I learned from a Sudanese man who was a teacher in a very large camp that non-government agencies providing aid at the camps search for residents who have skills that can be shared to make camp life more bearable. They receive a small amount of extra money that is usually used to supplement the inadequate food and basic supply rations provided. The other thing he told me that I wasn't aware of was how digitally connected residents of the camps are; or at least how much they try to be... it's their life-line to the outside world. So refugee camp residents have skills; they have needs and connections to the outside world are entirely viable... this is a global learning circle possibility in the making.

What if pre-service medical personnel were to design ways that they can support those providing medical care inside the camps, and then utilize digital connections to deliver their support? As the in-training students are learning about how to provide medical services within their requisite programs, they could be sharing their evolving knowledge with those in the camps who are actually providing medical services in real time on the ground, but perhaps without the most current knowledge about how to do it well and efficiently... win-win-win in the sense that residents of the camps would be receiving better, more informed care; medical personnel inside the camps would be expanding their skills in real-time and in-training pre-service medical services students would be learning in the most authentic way possible- by teaching and sharing their knowledge with others in a context and for a purpose. The final piece of the puzzle would fit right into place if the post-secondary institutions these students belonged to were to recognize their project-based, purposeful and humanitarian effort to learn differently while practically applying growing skills and knowledge for accreditation toward their diploma or degree.

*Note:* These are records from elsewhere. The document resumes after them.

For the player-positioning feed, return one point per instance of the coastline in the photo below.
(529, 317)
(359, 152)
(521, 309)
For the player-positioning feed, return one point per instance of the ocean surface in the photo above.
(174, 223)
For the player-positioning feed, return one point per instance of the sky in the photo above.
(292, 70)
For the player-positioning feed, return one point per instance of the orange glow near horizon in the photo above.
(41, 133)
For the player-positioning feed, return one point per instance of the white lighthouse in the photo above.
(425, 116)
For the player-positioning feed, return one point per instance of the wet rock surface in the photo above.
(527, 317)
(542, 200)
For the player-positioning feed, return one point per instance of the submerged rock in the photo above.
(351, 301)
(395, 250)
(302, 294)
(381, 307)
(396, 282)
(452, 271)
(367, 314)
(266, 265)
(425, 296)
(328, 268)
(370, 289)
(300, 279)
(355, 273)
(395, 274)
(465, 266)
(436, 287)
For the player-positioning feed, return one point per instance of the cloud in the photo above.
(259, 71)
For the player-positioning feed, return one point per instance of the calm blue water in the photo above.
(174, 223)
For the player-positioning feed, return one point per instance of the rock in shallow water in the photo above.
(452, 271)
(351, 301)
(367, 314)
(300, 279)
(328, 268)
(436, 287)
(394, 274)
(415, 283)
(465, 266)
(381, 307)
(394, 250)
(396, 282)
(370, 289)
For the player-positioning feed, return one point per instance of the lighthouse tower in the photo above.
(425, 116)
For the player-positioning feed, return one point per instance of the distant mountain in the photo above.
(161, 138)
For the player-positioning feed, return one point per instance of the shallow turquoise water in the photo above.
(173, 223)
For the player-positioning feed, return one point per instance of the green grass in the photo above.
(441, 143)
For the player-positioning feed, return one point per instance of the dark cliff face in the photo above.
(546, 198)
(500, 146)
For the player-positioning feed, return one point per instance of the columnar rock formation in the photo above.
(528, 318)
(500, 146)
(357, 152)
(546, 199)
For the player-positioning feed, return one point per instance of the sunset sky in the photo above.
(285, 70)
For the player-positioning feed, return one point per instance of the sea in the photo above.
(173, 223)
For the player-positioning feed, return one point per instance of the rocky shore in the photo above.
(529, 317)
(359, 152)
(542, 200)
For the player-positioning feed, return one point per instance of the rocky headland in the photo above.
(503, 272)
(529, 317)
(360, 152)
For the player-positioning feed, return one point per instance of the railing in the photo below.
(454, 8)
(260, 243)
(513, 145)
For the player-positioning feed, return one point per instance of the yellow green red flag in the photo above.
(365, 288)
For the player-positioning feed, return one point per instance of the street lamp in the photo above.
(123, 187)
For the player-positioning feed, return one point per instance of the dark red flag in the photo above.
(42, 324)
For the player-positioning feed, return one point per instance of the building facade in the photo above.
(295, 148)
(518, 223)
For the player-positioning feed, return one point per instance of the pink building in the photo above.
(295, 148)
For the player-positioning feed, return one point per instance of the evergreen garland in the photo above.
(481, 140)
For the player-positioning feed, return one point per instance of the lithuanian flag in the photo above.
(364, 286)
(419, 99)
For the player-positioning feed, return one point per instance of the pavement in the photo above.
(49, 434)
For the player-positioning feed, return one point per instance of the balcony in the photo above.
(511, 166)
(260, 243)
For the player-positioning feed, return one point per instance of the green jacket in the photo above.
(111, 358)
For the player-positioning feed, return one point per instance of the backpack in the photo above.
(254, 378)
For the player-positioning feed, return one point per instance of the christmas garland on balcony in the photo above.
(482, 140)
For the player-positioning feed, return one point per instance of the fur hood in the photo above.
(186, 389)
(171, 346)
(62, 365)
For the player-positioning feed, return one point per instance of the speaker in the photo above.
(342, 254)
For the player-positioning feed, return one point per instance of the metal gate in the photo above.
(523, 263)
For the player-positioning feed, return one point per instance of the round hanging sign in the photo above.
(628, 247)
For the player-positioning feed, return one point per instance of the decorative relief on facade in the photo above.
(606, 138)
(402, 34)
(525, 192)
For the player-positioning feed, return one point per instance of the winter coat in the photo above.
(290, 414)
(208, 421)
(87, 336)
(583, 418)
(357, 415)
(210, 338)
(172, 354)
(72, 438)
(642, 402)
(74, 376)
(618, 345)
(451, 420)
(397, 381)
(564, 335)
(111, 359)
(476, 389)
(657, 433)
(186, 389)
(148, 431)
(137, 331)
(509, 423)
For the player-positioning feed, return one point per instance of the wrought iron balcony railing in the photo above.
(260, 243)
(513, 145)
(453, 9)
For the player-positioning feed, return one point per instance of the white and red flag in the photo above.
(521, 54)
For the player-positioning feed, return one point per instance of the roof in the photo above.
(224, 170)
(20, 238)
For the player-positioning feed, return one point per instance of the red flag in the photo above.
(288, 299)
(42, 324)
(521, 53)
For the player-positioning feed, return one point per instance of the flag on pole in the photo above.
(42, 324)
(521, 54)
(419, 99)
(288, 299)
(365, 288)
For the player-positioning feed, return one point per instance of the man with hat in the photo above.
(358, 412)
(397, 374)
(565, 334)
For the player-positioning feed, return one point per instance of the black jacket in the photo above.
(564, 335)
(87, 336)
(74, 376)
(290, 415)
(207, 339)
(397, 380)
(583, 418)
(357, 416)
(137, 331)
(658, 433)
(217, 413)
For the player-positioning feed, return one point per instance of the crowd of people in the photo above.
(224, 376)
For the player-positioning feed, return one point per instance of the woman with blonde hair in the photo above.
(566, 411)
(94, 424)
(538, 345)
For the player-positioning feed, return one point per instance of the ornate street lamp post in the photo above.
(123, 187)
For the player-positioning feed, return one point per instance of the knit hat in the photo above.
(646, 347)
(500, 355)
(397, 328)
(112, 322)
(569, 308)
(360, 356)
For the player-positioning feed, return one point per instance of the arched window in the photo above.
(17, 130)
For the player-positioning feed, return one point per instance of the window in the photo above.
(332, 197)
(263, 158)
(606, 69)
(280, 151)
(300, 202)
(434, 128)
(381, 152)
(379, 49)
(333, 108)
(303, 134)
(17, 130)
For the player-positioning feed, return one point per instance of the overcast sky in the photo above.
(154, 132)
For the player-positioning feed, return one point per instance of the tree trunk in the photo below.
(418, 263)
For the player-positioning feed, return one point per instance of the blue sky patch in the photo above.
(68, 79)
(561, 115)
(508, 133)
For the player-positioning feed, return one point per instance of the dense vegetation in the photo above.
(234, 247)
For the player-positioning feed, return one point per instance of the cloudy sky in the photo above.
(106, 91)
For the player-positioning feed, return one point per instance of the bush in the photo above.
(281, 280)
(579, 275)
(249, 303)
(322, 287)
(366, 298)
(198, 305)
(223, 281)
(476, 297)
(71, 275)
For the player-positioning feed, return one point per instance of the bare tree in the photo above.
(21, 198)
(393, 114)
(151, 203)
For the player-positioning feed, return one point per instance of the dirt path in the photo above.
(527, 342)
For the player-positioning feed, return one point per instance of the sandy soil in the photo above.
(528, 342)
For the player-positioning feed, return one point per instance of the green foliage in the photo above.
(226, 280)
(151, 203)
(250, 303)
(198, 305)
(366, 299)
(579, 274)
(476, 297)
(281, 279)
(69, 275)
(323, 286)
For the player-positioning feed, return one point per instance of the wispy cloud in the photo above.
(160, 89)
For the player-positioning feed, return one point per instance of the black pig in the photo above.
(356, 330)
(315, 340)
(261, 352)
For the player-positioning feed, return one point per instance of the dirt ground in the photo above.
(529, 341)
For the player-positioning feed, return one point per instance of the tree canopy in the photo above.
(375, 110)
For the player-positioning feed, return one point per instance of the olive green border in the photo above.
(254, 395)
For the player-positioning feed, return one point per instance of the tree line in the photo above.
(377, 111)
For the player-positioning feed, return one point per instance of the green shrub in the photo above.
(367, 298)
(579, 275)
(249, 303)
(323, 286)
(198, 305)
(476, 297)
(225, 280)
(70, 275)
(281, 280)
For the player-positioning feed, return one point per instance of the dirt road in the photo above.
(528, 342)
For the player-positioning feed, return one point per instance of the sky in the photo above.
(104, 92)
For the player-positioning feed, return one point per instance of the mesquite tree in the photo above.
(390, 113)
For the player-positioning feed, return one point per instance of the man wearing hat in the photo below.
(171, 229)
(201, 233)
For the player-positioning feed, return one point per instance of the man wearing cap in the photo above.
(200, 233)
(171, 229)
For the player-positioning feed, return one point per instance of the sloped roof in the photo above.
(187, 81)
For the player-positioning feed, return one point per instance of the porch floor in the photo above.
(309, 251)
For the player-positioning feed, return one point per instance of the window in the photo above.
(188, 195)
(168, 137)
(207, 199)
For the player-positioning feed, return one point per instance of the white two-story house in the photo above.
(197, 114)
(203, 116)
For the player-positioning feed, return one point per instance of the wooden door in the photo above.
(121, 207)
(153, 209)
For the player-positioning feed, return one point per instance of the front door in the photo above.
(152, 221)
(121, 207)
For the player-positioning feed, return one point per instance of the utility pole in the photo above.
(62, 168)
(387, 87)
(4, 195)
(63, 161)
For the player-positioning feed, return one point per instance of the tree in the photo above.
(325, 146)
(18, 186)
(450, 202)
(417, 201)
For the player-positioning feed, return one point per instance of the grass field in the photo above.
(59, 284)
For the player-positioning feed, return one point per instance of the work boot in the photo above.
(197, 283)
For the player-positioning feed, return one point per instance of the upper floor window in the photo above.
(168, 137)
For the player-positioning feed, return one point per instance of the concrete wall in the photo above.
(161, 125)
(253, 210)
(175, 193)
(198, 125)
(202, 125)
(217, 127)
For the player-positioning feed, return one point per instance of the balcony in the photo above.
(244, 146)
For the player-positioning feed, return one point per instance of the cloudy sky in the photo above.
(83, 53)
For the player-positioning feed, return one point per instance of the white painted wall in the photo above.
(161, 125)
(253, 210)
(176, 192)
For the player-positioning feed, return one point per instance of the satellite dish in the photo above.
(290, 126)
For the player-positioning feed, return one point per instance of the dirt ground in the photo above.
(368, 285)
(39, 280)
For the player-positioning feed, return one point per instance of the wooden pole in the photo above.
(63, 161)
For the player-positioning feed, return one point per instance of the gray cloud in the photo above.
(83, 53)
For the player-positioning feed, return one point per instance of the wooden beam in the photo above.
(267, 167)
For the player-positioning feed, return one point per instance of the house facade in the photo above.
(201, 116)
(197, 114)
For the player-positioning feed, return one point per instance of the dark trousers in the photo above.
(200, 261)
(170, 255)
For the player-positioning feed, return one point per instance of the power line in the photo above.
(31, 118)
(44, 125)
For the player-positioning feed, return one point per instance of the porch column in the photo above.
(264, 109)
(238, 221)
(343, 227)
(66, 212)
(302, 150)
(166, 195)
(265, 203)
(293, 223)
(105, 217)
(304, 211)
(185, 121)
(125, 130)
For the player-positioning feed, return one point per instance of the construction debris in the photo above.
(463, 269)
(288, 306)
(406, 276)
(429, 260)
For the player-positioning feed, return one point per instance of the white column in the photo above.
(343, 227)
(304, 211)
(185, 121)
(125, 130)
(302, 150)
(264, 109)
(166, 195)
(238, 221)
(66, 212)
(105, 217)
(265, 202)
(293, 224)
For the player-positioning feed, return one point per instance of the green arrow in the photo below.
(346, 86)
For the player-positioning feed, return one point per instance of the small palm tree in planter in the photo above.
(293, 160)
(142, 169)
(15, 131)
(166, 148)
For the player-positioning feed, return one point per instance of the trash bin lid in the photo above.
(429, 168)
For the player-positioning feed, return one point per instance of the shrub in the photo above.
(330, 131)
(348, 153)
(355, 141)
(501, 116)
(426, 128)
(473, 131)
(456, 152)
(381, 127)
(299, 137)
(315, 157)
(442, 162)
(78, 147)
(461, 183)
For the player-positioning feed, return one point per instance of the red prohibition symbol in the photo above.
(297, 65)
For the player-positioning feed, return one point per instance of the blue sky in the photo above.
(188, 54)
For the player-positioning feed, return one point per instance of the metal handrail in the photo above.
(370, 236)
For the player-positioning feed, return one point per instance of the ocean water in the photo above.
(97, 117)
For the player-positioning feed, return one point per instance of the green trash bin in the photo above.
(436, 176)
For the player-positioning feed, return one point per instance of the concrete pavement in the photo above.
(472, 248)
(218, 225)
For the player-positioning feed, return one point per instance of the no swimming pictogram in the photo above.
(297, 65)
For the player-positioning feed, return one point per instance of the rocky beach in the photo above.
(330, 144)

The shrinking world is throwing more curve balls at us every day. Increasingly complex social, emotional and cognitive challenges confront us in an ironic world where surging technology has made every corner of the globe accessible to us, whether in person, or through a cyber-connection. At the same time, our exposure to each other's social, emotional and cognitive realities has never been more prominent; our collective and increasingly inter-connected world’s are growing. As the perceived distance between us is reduced, we are now presented with glorious opportunities to harvest consciousness and be more attuned to each other's needs and the creative purpose behind collaborating to meet them and solve problems together.

Learning circles can help all of us navigate these exciting and ironic times... we just have to start drawing them. Which institution of higher education will be the first to encourage students to design their own actionable projects intended to simply make the world a better place? A system where these projects could be proposed as courses for credit, and then approved based on how well they justify the particular area of study each student is focusing on wouldn't be that hard to create, would it?